Towards ParlaMint-DE: Improving the Interoperability of the GermaParl Corpus of Plenary Protocols of the German Bundestag
Proceedings of the ParlaCLARIN V Workshop on Interoperability, Multilinguality, and Multimodality in Parliamentary Corpora
Abstract
With the number of machine-readable corpora of plenary protocols continuously increasing, concerns about the potentials of harmonisation and shared encoding standards gain prominence. Interoperability of corpora can contribute to innovative research, in particular when comparative analyses are concerned. The ParlaMint encoding schema introduced by CLARIN provides comprehensive guidelines towards this goal.
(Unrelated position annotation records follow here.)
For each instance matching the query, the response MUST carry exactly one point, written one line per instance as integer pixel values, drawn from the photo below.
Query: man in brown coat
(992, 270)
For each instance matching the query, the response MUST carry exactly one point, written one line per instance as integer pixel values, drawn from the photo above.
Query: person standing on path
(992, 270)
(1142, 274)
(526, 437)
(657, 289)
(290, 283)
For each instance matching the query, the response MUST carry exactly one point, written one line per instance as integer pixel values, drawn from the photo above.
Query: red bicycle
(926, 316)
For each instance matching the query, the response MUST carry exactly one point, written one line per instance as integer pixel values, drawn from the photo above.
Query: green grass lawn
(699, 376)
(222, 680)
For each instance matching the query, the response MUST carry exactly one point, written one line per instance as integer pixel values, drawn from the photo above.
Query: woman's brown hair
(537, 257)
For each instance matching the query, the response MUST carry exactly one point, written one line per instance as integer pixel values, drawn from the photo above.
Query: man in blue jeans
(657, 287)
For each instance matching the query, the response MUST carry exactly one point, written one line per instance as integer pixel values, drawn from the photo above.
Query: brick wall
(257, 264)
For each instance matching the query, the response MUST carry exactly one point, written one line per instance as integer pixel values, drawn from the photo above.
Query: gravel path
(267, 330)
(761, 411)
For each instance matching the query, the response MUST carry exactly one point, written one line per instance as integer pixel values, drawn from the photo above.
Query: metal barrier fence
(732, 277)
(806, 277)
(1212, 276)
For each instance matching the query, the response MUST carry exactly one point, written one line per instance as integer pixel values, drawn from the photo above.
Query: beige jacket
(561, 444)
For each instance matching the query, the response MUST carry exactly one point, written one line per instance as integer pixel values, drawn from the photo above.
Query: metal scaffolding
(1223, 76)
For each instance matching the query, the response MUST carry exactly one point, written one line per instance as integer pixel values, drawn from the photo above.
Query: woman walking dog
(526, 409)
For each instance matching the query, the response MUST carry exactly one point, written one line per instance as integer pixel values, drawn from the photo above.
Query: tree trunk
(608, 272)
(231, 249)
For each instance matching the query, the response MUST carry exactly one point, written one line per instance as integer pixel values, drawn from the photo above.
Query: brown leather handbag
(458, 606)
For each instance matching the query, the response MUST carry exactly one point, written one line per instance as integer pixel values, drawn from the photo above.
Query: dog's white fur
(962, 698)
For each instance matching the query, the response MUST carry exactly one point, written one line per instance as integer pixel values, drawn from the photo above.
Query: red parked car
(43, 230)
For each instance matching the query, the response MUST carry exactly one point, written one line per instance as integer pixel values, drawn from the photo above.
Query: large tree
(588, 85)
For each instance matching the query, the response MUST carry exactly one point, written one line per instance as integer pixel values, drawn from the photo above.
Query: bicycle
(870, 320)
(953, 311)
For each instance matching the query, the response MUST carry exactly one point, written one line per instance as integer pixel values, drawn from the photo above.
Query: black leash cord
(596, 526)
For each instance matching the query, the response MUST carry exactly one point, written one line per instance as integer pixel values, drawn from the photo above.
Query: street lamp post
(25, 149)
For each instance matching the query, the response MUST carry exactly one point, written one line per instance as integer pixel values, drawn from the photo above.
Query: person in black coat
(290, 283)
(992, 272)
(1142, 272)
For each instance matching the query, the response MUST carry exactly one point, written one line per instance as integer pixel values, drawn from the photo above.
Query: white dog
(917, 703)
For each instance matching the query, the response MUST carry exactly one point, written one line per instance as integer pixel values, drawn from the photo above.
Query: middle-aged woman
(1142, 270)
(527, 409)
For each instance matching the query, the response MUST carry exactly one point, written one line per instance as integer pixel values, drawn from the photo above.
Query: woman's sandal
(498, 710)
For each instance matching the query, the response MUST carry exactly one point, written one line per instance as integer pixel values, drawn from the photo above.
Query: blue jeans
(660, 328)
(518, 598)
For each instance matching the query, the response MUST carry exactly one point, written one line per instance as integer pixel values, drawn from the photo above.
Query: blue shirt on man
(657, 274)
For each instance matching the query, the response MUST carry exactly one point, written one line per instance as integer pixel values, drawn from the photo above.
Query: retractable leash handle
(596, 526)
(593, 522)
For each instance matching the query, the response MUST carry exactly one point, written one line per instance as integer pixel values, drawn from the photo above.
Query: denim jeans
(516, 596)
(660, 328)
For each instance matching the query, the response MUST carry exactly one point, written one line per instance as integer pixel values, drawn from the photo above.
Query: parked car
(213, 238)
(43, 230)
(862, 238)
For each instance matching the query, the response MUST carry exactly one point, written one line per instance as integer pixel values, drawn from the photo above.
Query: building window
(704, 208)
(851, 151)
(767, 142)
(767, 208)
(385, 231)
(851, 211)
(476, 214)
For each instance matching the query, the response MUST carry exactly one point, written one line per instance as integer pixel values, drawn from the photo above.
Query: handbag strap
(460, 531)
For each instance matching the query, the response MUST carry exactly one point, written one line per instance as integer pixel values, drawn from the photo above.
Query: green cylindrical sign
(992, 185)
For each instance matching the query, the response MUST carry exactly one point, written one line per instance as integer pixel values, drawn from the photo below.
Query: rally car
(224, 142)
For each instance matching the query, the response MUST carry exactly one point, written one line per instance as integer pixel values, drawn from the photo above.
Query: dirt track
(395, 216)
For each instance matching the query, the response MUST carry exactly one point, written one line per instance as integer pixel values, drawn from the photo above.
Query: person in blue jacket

This contribution shows how GermaParl, a large corpus of plenary protocols of the German Bundestag, is transformed from a TEI-inspired XML format to the ParlaMint encoding schema. Based on previous work, this paper presents an adjusted preparation pipeline and discusses challenges of advancing an established resource into a new data format. The prospective ParlaMint-DE corpus will make the plenary debates in Germany from 1949 to 2025 available in a highly interoperable data format. Clear documentation and taxonomies increase the usefulness of the resource in comparative analyses, whereas additional metadata and linguistic annotation broaden its general applicability.